The bodies were finished in white matte acrylic and their surfaces roughened, providing a primer coat for Yamagata’s bumper-to-bumper artwork, each car with a unique design, which art critic Sam Hunter said “reversed the symbol of the car as an industrial, automated machine and brought it into harmony with nature.” Designs of bright, beautiful birds, flowers, and other nature scenes create an exotic tableau that recalls vivid jungles and tropical nights. “Some people say the scenes I paint are dreamy or psychedelic,” Yamagata said. “I say, if you look closely at plants and animals—on land and in the ocean—the natural world is overflowing with psychedelic colors and creatures. I’m just painting from nature.”
Yamagata’s art cars, collectively known as the Earthly Paradise series, have been displayed at the Los Angeles Municipal Art Gallery, at the 46th Venice Biennale in 1995, and on a tour of European museums that lasted through 1997. Many of these exhibitions were co-presented with famous Beat poet Allen Ginsberg, who authored books with Yamagata to complement the Earthly Paradise series.
Taking in the vivid floral patterns adorning the 220 A Cabriolet offered here gives the sense of peering through a kaleidoscope, the large butterflies seemingly ready to flutter right off the bodywork. After completion, the car, named "Butterflies and Roses," was exhibited at the Vienna Museum of Applied Arts.

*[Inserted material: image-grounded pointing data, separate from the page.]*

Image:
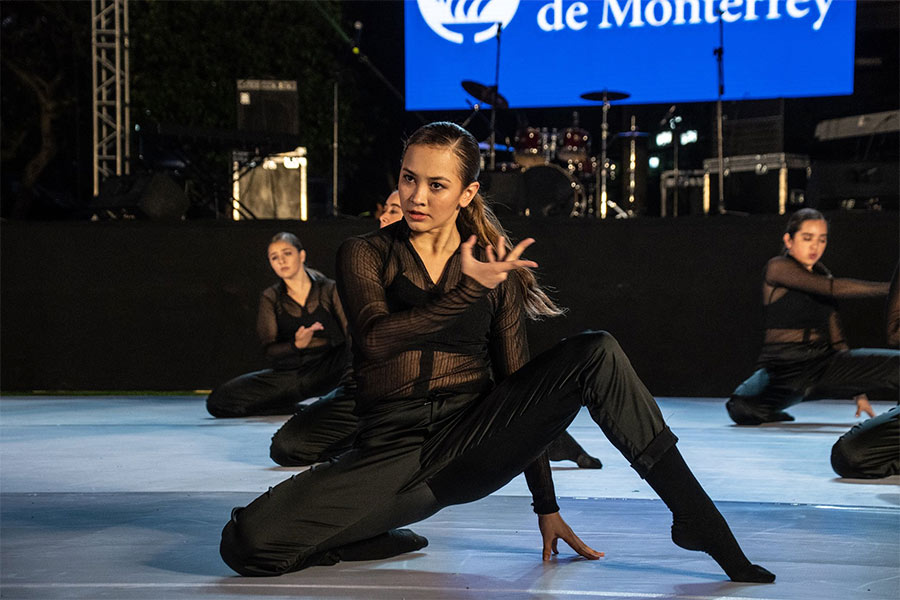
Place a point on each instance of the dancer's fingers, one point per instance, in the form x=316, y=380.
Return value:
x=516, y=252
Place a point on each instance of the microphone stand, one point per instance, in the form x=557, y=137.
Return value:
x=493, y=152
x=719, y=53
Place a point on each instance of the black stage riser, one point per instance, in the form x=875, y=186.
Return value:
x=155, y=306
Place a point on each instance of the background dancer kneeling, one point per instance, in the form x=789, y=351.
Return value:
x=303, y=332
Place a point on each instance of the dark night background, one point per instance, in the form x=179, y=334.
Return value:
x=186, y=56
x=171, y=305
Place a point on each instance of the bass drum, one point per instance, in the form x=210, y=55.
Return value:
x=574, y=145
x=551, y=191
x=535, y=146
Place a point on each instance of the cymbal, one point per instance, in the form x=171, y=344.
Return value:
x=485, y=93
x=485, y=146
x=605, y=95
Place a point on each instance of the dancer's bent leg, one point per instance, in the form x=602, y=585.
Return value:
x=347, y=510
x=319, y=432
x=870, y=449
x=500, y=435
x=266, y=392
x=858, y=371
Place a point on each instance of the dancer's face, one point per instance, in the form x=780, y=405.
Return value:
x=392, y=211
x=285, y=259
x=431, y=191
x=807, y=245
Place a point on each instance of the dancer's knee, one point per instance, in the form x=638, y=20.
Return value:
x=846, y=460
x=221, y=405
x=286, y=452
x=594, y=343
x=247, y=551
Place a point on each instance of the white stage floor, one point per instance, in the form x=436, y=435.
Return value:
x=125, y=497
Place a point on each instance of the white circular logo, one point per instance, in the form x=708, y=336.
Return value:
x=453, y=20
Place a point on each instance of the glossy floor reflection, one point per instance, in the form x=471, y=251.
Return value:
x=124, y=497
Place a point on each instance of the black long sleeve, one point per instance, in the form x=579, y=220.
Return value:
x=783, y=271
x=412, y=336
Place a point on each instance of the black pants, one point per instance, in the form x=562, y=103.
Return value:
x=793, y=373
x=414, y=457
x=276, y=392
x=318, y=432
x=870, y=449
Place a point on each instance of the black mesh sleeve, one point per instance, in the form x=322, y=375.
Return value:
x=377, y=332
x=785, y=272
x=267, y=329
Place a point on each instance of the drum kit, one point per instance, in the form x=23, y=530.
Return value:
x=561, y=176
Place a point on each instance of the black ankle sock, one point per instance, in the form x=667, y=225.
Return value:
x=386, y=545
x=696, y=522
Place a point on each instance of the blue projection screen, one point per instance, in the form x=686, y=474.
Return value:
x=658, y=51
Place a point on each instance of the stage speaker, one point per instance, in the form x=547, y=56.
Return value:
x=504, y=191
x=145, y=195
x=267, y=105
x=854, y=185
x=758, y=183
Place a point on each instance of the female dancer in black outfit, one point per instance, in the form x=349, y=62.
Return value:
x=303, y=332
x=327, y=428
x=804, y=355
x=450, y=411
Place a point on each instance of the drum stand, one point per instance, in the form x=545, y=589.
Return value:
x=603, y=201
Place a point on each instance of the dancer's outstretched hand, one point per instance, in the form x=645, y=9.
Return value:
x=553, y=528
x=499, y=263
x=863, y=406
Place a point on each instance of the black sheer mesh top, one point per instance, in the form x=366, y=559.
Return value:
x=280, y=316
x=413, y=337
x=801, y=305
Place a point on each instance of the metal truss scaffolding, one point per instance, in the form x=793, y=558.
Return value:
x=111, y=114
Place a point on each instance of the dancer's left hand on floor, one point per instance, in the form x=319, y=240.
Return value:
x=554, y=528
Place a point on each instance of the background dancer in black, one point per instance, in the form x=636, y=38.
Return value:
x=450, y=411
x=804, y=354
x=303, y=332
x=872, y=449
x=326, y=428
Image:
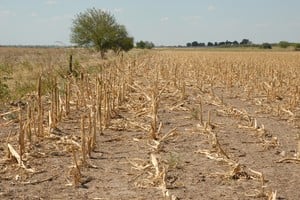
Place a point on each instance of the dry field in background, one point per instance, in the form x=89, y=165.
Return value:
x=149, y=125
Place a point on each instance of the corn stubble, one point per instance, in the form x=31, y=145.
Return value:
x=98, y=97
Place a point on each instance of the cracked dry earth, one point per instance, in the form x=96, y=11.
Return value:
x=219, y=145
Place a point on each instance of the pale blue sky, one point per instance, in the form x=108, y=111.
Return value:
x=164, y=22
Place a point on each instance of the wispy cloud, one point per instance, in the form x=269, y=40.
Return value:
x=7, y=13
x=118, y=10
x=33, y=14
x=51, y=2
x=61, y=17
x=192, y=19
x=164, y=19
x=211, y=8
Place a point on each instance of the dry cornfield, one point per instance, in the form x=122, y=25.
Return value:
x=159, y=124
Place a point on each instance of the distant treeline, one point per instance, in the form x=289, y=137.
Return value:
x=227, y=43
x=243, y=43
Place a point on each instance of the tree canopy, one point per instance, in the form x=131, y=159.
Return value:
x=99, y=29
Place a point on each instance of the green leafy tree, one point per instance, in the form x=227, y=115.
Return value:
x=100, y=30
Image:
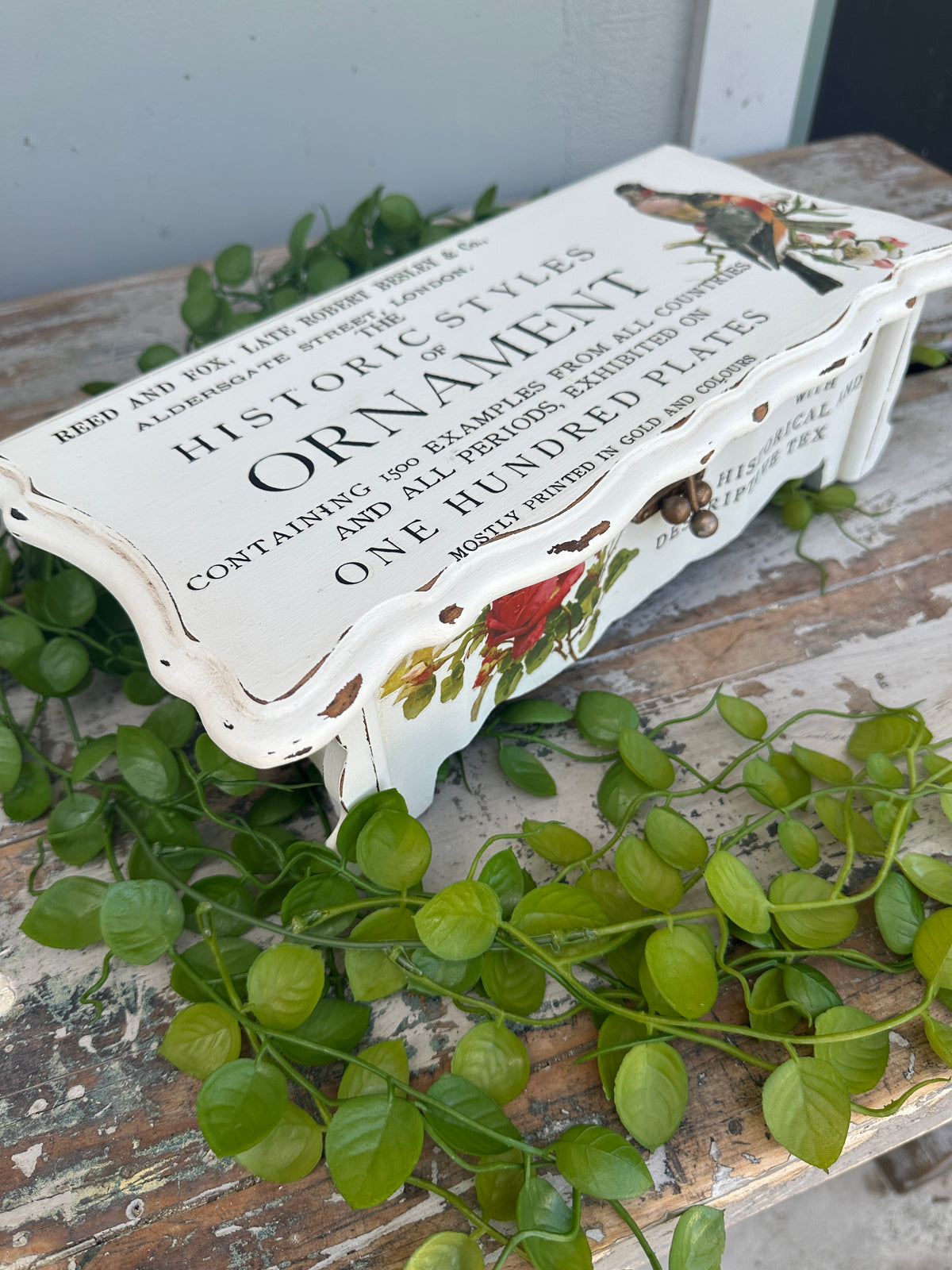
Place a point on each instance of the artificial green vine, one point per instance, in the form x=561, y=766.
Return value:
x=349, y=924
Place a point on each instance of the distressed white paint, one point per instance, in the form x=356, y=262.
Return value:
x=744, y=82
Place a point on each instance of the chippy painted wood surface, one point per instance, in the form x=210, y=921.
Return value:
x=101, y=1162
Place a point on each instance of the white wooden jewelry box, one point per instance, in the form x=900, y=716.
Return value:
x=349, y=531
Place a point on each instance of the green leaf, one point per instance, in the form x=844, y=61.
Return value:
x=651, y=1092
x=698, y=1240
x=514, y=983
x=932, y=949
x=814, y=927
x=560, y=911
x=240, y=1104
x=503, y=873
x=825, y=768
x=862, y=1062
x=533, y=710
x=899, y=912
x=526, y=772
x=10, y=760
x=886, y=734
x=601, y=717
x=371, y=972
x=733, y=887
x=799, y=842
x=809, y=990
x=79, y=829
x=743, y=717
x=494, y=1060
x=461, y=921
x=158, y=355
x=141, y=920
x=541, y=1208
x=372, y=1147
x=359, y=814
x=683, y=969
x=31, y=795
x=67, y=914
x=289, y=1153
x=647, y=760
x=806, y=1108
x=619, y=791
x=146, y=764
x=556, y=842
x=932, y=876
x=393, y=850
x=234, y=264
x=94, y=753
x=390, y=1057
x=285, y=984
x=676, y=838
x=70, y=598
x=201, y=1039
x=649, y=879
x=600, y=1162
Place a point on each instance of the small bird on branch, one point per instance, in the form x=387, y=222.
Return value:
x=744, y=225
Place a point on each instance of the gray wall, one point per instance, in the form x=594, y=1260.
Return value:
x=139, y=135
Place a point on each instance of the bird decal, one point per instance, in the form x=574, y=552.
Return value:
x=748, y=226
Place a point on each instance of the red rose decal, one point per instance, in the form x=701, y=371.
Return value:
x=520, y=616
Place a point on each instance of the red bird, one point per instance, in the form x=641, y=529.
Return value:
x=746, y=225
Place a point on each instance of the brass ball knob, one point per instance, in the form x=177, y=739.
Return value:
x=704, y=493
x=676, y=510
x=704, y=525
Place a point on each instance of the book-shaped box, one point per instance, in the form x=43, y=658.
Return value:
x=349, y=531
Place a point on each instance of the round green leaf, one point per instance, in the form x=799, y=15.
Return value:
x=651, y=1092
x=514, y=983
x=556, y=842
x=818, y=926
x=930, y=876
x=806, y=1108
x=601, y=1162
x=647, y=876
x=390, y=1057
x=141, y=920
x=494, y=1060
x=601, y=717
x=676, y=838
x=67, y=914
x=799, y=842
x=201, y=1039
x=683, y=971
x=289, y=1153
x=932, y=948
x=371, y=972
x=698, y=1240
x=31, y=795
x=234, y=264
x=461, y=921
x=743, y=717
x=146, y=764
x=899, y=912
x=526, y=772
x=447, y=1250
x=861, y=1062
x=541, y=1208
x=560, y=911
x=372, y=1147
x=393, y=850
x=649, y=762
x=736, y=892
x=240, y=1104
x=285, y=984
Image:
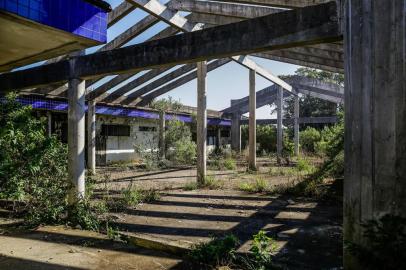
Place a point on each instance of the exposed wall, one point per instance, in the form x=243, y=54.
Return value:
x=122, y=148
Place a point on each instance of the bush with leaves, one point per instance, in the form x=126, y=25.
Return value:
x=33, y=169
x=181, y=148
x=309, y=138
x=218, y=252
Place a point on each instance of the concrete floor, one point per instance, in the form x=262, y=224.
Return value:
x=61, y=248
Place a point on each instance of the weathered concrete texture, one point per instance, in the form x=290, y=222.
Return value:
x=278, y=3
x=252, y=125
x=59, y=248
x=201, y=122
x=279, y=128
x=91, y=136
x=306, y=26
x=185, y=218
x=375, y=126
x=236, y=132
x=296, y=125
x=301, y=120
x=76, y=138
x=162, y=124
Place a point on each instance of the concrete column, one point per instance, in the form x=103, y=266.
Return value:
x=279, y=115
x=375, y=113
x=252, y=125
x=296, y=125
x=76, y=138
x=236, y=132
x=218, y=137
x=91, y=136
x=162, y=124
x=49, y=120
x=201, y=122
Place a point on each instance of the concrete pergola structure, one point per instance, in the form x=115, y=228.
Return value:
x=375, y=89
x=323, y=90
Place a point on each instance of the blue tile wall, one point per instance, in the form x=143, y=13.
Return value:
x=58, y=105
x=74, y=16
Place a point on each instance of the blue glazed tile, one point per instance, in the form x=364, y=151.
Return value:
x=67, y=15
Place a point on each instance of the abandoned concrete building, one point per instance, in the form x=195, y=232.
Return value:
x=95, y=90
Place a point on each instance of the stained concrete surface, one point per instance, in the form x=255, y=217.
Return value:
x=62, y=248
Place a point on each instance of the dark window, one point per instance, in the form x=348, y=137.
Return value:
x=225, y=133
x=143, y=128
x=115, y=130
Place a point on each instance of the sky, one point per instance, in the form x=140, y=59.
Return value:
x=223, y=84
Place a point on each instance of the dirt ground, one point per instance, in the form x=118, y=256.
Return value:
x=308, y=232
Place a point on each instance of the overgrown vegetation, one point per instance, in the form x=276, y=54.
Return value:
x=180, y=148
x=260, y=185
x=221, y=251
x=33, y=169
x=385, y=247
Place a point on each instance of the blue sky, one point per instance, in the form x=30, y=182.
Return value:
x=227, y=82
x=223, y=84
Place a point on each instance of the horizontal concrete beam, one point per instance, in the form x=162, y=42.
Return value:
x=310, y=25
x=224, y=9
x=302, y=120
x=170, y=86
x=278, y=3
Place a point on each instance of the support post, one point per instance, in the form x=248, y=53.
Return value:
x=252, y=125
x=49, y=120
x=162, y=124
x=201, y=122
x=296, y=125
x=76, y=138
x=236, y=132
x=375, y=113
x=279, y=115
x=91, y=136
x=218, y=137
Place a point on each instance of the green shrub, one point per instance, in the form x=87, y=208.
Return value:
x=134, y=196
x=218, y=252
x=309, y=138
x=230, y=164
x=263, y=247
x=185, y=151
x=211, y=183
x=260, y=185
x=191, y=186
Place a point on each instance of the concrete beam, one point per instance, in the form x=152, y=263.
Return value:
x=301, y=120
x=174, y=84
x=162, y=124
x=252, y=126
x=91, y=136
x=375, y=113
x=201, y=122
x=223, y=9
x=296, y=125
x=173, y=18
x=102, y=89
x=294, y=61
x=236, y=132
x=155, y=84
x=279, y=128
x=119, y=12
x=278, y=3
x=76, y=138
x=310, y=25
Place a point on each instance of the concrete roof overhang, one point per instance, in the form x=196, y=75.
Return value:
x=30, y=33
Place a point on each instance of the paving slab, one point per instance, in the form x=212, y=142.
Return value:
x=308, y=233
x=63, y=248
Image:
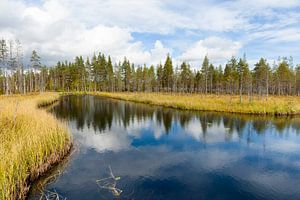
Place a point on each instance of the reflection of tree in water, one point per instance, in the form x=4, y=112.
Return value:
x=102, y=112
x=260, y=125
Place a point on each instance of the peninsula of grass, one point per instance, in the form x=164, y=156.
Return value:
x=275, y=105
x=31, y=142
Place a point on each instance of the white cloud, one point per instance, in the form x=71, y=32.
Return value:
x=63, y=29
x=218, y=50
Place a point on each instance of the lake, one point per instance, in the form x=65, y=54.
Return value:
x=133, y=151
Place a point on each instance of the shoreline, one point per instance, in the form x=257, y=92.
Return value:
x=45, y=144
x=227, y=103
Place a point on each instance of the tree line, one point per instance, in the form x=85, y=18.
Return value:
x=99, y=73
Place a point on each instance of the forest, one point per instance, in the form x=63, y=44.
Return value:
x=99, y=73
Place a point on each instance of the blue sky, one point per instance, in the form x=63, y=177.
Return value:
x=145, y=31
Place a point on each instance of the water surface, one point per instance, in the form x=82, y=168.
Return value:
x=160, y=153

Purchased by the current owner in 2016, this work of art has been admired in his collection as a static display piece. Recent work has been completed to return it to running condition, but it remains foremost an important part of Yamagata’s vision around the meeting of the mechanical and natural worlds. Pieces from Yamagata’s Earthly Paradise series rarely come to market and this example is one of the most attractive of all his works.